Pada hari berikutnya, Karna mengalahkan Nakula. Tetapi sekali lagi, janji kepada ibunya membuatnya tidak membunuh kembaran Sadewa itu.
Pada hari ke-17, Yudistira mencoba menghadang Karna. Tetapi Karna menghindarinya dan berseru bahwa dia hanya akan bertarung dengan lawan yang sepadan. Arjuna yang mendengar kakaknya dilecehkan pun tidak dapat menunggu lagi untuk segera bertarung melawannya.
Karna sebenarnya unggul atas Arjuna. Untung Arjuna memliki kusir yang handal, Krishna, sehingga dia bisa terhindar dari serangan-serangan mematikan Karna. Namun, malang tidak bisa dihindari. Di tengah pertempuran, roda kereta kuda Karna terperosok. Di saat genting itu, Karna tidak bisa mengingat ilmu yang diperolehnya dari Parashurama. Karna pun turun untuk membebaskan kereta kudanya. Krishna memerintahkan Arjuna untuk membunuh Karna yang sedang tanpa senjata. Arjuna sebenarnya ragu karena menyerang musuh yang tidak bersenjata adalah suatu tindakan yang dilarang dalam hukum perang saat itu.

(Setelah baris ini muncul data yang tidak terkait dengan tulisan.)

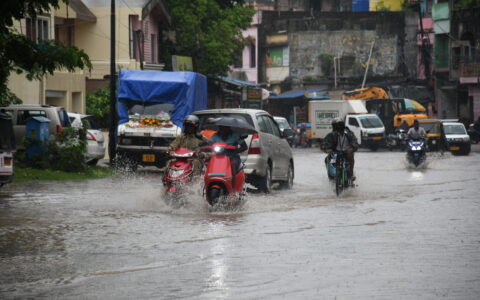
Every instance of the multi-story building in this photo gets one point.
(138, 36)
(66, 89)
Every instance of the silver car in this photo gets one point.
(269, 158)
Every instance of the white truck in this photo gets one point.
(368, 128)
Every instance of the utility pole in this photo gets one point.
(113, 87)
(368, 64)
(425, 53)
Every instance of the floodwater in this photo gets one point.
(400, 234)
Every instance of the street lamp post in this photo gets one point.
(113, 88)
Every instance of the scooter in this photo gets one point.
(397, 140)
(221, 188)
(179, 172)
(416, 153)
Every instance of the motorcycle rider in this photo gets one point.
(227, 136)
(189, 139)
(416, 132)
(403, 126)
(342, 139)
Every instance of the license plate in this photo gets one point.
(148, 157)
(7, 161)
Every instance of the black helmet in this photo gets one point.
(190, 121)
(338, 124)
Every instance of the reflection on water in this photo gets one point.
(119, 238)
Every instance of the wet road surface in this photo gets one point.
(401, 234)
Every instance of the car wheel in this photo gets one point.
(266, 181)
(288, 184)
(93, 162)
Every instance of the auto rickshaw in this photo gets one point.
(435, 136)
(7, 148)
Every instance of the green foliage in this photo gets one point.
(25, 174)
(20, 54)
(65, 153)
(209, 31)
(462, 4)
(98, 105)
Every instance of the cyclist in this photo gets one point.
(342, 139)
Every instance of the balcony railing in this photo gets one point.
(465, 66)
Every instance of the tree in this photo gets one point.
(20, 54)
(209, 31)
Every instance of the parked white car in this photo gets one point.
(457, 137)
(95, 139)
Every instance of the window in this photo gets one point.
(253, 55)
(24, 115)
(353, 122)
(262, 123)
(153, 48)
(204, 117)
(37, 29)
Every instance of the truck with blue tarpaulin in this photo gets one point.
(151, 106)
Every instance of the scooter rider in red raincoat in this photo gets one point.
(190, 139)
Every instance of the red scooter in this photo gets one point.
(220, 186)
(179, 171)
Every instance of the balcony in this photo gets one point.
(469, 71)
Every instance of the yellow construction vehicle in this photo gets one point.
(391, 111)
(365, 93)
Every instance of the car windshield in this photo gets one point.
(454, 129)
(63, 116)
(148, 108)
(430, 127)
(89, 123)
(204, 117)
(282, 123)
(371, 122)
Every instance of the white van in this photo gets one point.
(368, 128)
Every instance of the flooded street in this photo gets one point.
(401, 234)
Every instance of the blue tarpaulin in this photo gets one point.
(186, 90)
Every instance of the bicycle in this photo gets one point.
(342, 180)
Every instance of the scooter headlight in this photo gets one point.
(218, 149)
(176, 173)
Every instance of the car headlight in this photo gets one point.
(126, 141)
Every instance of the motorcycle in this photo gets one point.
(397, 140)
(221, 188)
(416, 153)
(337, 167)
(178, 173)
(474, 134)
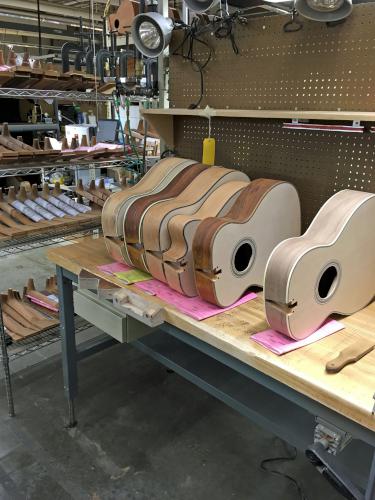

Krishna menyakinkan Arjuna bahwa hukum perang sudah dilanggar sebelum hari itu. Arjuna akhirnya melepaskan senjata Anjalika dan Karna pun gugur di tangan adiknya.
Dengan demikian, Karna menjadi sosok yang paling menyedihkan. Mulai dari dibuang ibunya, dilecehkan banyak orang karena statusnya sebagai anak kusir, senjata saktinya dirampok dewa, mengetahui bahwa yang akan dilawannya adalah adik-adik seibunya, dan akhirnya gugur di tangan salah satu adiknya. Karna bisa mengetahui dirinya harus bertarung melawan saudara-saudaranya sebelum perang. Sedangkan Pandava baru mengetahui Karna adalah saudara mereka setelah Karna gugur dan perang berakhir.